Protein glycosylation reflects Golgi dynamics. Therefore, we hypothesized that Sff participates in the establishment of or trafficking through Golgi compartments. The Drosophila Golgi apparatus is striking for its lack of morphological similarity to classic conceptualizations of the ribbon-like stacked cisternae evident in many vertebrate cell types. Instead, the Drosophila Golgi exists as distributed puncta, forming multiple organelles within a single cell (Kondylis and Rabouille, 2009; Stanley et al., 1997).
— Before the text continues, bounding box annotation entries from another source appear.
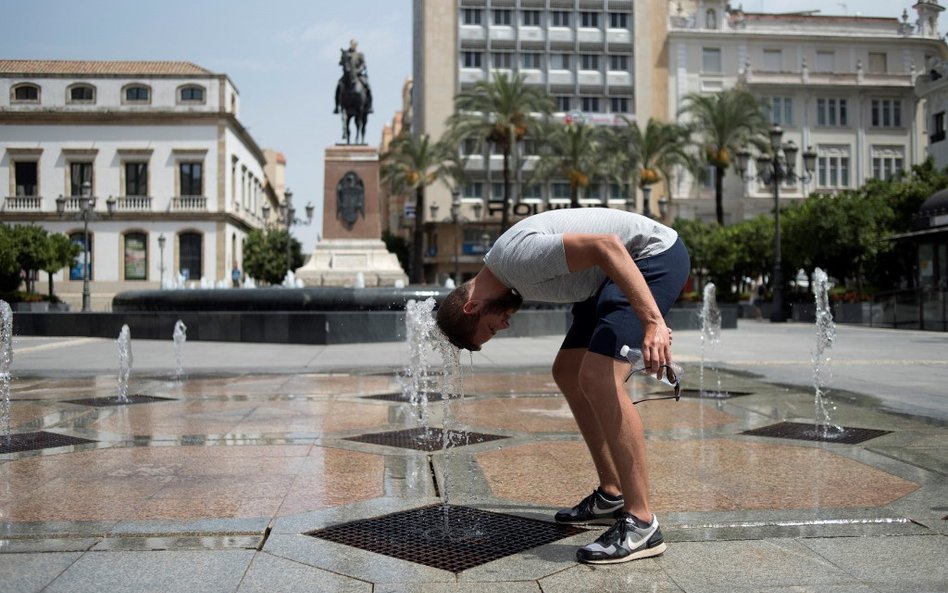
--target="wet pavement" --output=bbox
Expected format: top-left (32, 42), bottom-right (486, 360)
top-left (0, 321), bottom-right (948, 593)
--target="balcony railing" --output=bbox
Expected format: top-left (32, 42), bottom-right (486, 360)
top-left (171, 196), bottom-right (207, 212)
top-left (3, 196), bottom-right (43, 212)
top-left (115, 196), bottom-right (152, 212)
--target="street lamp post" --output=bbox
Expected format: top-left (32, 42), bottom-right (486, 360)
top-left (56, 181), bottom-right (115, 312)
top-left (158, 233), bottom-right (166, 288)
top-left (737, 124), bottom-right (816, 323)
top-left (261, 188), bottom-right (316, 282)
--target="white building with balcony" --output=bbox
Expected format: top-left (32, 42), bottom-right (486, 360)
top-left (0, 60), bottom-right (280, 310)
top-left (667, 0), bottom-right (948, 222)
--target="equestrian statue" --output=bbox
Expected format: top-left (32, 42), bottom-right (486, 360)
top-left (333, 39), bottom-right (372, 144)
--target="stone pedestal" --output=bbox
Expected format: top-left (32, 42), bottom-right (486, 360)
top-left (296, 146), bottom-right (408, 286)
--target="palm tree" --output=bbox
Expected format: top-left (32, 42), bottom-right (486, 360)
top-left (607, 116), bottom-right (695, 222)
top-left (681, 88), bottom-right (769, 225)
top-left (448, 72), bottom-right (553, 233)
top-left (381, 133), bottom-right (463, 284)
top-left (531, 122), bottom-right (605, 208)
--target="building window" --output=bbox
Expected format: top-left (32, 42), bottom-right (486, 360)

As the major change in sff N-glycan expression is a shift towards greater complexity, we focused first on late Golgi compartments using markers described previously to delineate the medial/trans and trans-Golgi in Drosophila (LaJeunesse et al., 2004; Yano et al., 2005). We assessed the relative distributions of Golgi-YFP (a medial/trans marker, YFP fused to the transmembrane localization domain of human β4GalT), Arachis hypogaea lectin (PNA) binding (a trans marker, Galβ3GalNAc specific lectin) and a neuronal protein (Fasciclin 2, Fas2) that bears an HRP epitope (Desai et al., 1994; Lin et al., 1994).
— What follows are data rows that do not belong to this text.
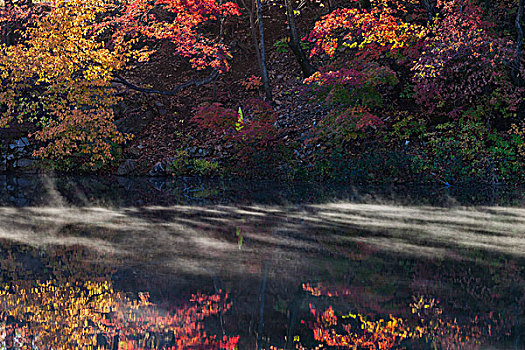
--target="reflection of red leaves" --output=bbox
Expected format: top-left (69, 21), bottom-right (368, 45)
top-left (0, 282), bottom-right (239, 350)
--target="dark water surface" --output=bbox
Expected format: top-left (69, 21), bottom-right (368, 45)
top-left (0, 176), bottom-right (525, 350)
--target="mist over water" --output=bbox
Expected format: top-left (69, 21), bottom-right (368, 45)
top-left (0, 178), bottom-right (525, 349)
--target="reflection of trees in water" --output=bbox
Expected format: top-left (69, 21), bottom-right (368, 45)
top-left (296, 283), bottom-right (513, 350)
top-left (0, 281), bottom-right (238, 350)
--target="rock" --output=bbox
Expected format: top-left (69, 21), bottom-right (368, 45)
top-left (117, 159), bottom-right (137, 176)
top-left (149, 162), bottom-right (166, 176)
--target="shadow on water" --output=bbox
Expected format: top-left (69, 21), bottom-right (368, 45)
top-left (0, 177), bottom-right (525, 350)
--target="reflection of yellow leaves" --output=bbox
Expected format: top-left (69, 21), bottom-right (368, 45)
top-left (0, 281), bottom-right (238, 350)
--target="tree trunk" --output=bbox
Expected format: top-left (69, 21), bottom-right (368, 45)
top-left (257, 0), bottom-right (273, 101)
top-left (284, 0), bottom-right (317, 78)
top-left (512, 0), bottom-right (525, 86)
top-left (241, 0), bottom-right (263, 83)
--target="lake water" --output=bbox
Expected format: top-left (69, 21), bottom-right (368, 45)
top-left (0, 176), bottom-right (525, 350)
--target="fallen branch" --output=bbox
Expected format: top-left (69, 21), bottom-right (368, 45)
top-left (113, 70), bottom-right (219, 96)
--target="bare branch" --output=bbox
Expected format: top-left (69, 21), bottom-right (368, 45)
top-left (113, 70), bottom-right (219, 96)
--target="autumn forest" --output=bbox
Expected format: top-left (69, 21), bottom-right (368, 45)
top-left (0, 0), bottom-right (525, 184)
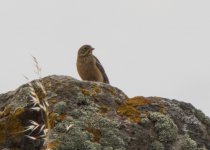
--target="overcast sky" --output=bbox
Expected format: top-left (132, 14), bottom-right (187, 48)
top-left (0, 0), bottom-right (210, 116)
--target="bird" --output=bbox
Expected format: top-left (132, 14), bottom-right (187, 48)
top-left (77, 44), bottom-right (109, 84)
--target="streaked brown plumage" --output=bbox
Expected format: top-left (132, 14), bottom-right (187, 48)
top-left (77, 45), bottom-right (109, 83)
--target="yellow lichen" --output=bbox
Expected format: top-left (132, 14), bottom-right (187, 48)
top-left (117, 96), bottom-right (151, 123)
top-left (48, 112), bottom-right (58, 128)
top-left (80, 88), bottom-right (92, 96)
top-left (46, 140), bottom-right (60, 150)
top-left (86, 127), bottom-right (101, 143)
top-left (100, 106), bottom-right (109, 116)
In triple-stained preparations (Golgi-YFP, PNA, Fas2), Golgi puncta were distributed throughout the nerve cord (see Fig. S9 in the supplementary material). Colocalized fluorescence intensity for each marker was quantified across all of the objects imaged within regions of interest in the ventral nerve cord (Fig. 7A-I and see Fig. S10 in the supplementary material). Colocalization of Fas2 with the trans marker demonstrates a striking change in the association of the HRP-bearing glycoprotein with this compartment of the Golgi (compare Fig. 7A with 7B, quantified in 7C). Essentially, all of the quantified Fas2 fluorescence intensity colocalized with the trans marker in sff mutants. The differential colocalization of Fas2 in sff mutants indicates that the cisternal association of this glycoprotein has shifted towards a later compartment, away from the earlier localization expected for enzymes that generate paucimannose-type glycans (including simple HRP epitopes) and towards the localization expected for later-processing enzymes involved in complex branching (GlcNAcT2, GlcNAcT4). Consistent with increased polarization between late Golgi compartments, the sff mutation caused greater segregation of trans and medial/trans markers (compare Fig. 7D with 7E, quantified in 7F).

Fig. 7.

Neuronal Golgi compartmentation is altered in sffB22. (A-F) Representative three-dimensional reconstructions are shown of portions of regions of interest that were used to quantify Golgi marker colocalization in the ventral nerve cord of wild-type (A,D,G) and sffB22 (B,E,H) Drosophila embryos. Preparations were triple stained with PNA lectin (a trans Golgi marker; green), mAb 1D4 (Fas2, an HRP protein; blue) and anti-YFP (a medial/trans Golgi marker; red). Objects labeled for Fas2 and the trans marker are closely apposed (arrows in A) but exhibit less overlap in the wild-type nerve cord (arrowheads in A) than in the sffB22 mutant (B). Almost all the Fas2 signal overlaps with the trans marker in the mutant (arrows in B). Fluorescence intensity colocalization was quantified (C) within regions of interest for wild-type and sffB22 mutant embryos (mean ± s.e.m. for n=24 segments for each genotype). Fas2 signal is tightly associated with the trans marker in sffB22 [mean Pearson's correlation coefficient (PCC)=0.62±0.14], demonstrating a statistically significant increase over the colocalization of these markers in wild type (PCC=0.45±0.12). Consistent with increased polarization between Golgi compartments, trans and medial/trans markers display less overlap in sffB22 mutant embryos (arrows in D and E, quantified in F, PCC=0.19±0.03 and 0.31±0.05 in sffB22 and wild type, respectively, n=24 segments for each genotype). (G-I) Preparations were double stained (G,H) with PNA lectin (green) and anti-GM130 (a Golgin localized to the cis Golgi; red). Unlike the medial/trans marker, the cis marker GM130 displays increased overlap with the trans compartment in sffB22 mutant embryos (arrows in G and H, quantified in I; PCC=0.46±0.14 and 0.05±0.03 in sffB22 and wild type, respectively, n=12 segments for wild-type and n=7 segments for sffB22). Regions of interest were selected to eliminate any contribution of axon staining to the final quantification (see Figs S9, S10 in the supplementary material). Gridlines correspond to 1 μm in all reconstructions. ***P<0.002.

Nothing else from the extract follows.